On Question, Amendment agreed to.

Drafting Amendments agreed to.


I believe it will be in accordance with the wish of the House, and certainly it will be a very great advantage in regard to getting through the business of the remainder of the session, if we can send this Bill down to the House of Commons at once. Therefore, if there is no objection, I shall move that the Bill be now read a third time.


said that so far as the Opposition were concerned, they desired to help the noble Marquess in this matter, especially on account of the extremely courteous and kind way in which the noble Lord in charge of the Bill (the Earl of Granard) had conducted the proceedings.


I am very pleased to see recognised what I must be permitted to say was the able way in which my noble friend conducted this Bill.

Moved, That the Bill be now read 3a.—(The Marquess of Ripon.)


said that when he moved an Amendment at a previous stage Lord Tweedmouth undertook that the provision which he desired inserted, to the effect that every ship should carry some one on board trained in first-aid, would be dealt with by the Government. It would be a matter of great satisfaction to many interested in this point if the noble Earl in charge of the Bill could state what the Government proposed to do in regard to this matter.


said the matter had been discussed very carefully at the Board of Trade, and it had been decided that after the beginning of next year, when the Bill came into force, there should be added to the syllabus for the examination of second mates a requirement that they should have some knowledge of first-aid.

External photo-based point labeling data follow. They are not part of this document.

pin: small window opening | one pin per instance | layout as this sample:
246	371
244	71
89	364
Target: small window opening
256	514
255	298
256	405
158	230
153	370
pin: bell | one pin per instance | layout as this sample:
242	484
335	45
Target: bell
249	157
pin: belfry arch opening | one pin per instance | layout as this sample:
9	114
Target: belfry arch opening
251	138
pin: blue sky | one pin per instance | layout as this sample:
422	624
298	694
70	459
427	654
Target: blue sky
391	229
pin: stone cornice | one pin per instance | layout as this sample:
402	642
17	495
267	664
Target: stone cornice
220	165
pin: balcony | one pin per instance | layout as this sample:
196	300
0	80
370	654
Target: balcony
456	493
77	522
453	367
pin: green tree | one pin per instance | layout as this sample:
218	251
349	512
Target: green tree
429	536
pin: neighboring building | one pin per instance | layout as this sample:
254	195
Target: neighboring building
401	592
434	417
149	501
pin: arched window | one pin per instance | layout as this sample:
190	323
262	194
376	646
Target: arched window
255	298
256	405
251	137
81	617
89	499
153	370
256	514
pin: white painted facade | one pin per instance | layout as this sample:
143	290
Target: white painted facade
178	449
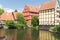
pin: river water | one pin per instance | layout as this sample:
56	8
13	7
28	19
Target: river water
47	35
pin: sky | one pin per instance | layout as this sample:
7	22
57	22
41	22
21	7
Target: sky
11	5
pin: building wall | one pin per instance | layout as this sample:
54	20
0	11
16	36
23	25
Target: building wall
28	16
48	17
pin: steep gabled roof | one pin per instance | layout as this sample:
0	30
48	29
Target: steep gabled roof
48	5
31	8
8	16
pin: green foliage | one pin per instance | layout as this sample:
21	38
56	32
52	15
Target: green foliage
10	24
20	26
16	11
1	11
21	20
35	21
55	28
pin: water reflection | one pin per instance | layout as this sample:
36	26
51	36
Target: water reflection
46	35
22	34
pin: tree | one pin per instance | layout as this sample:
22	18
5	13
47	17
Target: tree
10	24
21	20
1	11
16	11
35	21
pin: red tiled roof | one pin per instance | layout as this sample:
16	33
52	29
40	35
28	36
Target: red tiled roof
48	5
8	16
31	8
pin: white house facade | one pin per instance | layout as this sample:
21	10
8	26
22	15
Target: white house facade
49	14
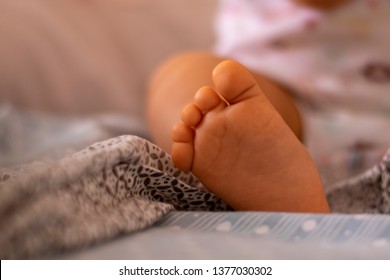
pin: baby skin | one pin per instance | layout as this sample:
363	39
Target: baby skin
239	147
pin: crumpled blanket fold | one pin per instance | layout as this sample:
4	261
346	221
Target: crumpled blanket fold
123	185
112	187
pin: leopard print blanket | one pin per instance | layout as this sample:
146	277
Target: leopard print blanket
123	185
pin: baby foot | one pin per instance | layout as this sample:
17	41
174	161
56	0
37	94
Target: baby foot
240	148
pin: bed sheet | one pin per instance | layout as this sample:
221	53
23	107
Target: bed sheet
251	235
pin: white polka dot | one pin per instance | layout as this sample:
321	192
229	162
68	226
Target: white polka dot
264	229
225	226
382	242
175	228
309	225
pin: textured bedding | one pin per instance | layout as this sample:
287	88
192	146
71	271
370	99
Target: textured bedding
249	235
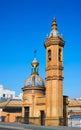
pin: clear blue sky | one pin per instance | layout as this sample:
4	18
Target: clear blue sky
24	25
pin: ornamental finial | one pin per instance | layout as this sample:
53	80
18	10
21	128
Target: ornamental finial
54	24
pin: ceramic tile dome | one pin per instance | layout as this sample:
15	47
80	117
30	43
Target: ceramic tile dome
34	80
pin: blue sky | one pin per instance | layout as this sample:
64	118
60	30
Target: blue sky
24	25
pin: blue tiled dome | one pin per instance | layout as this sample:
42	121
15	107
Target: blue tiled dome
35	80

Those instructions would be issued almost immediately.


The effect of that will be that on all large ships there will be somebody possessing first-aid knowledge?


Every one going up for a second mate's certificate will have to know something upon this subject.

On Question (Standing Order XXXIX. having been suspended), Bill read 3a, with the Amendments, and passed and returned to the Commons, and to be printed as amended.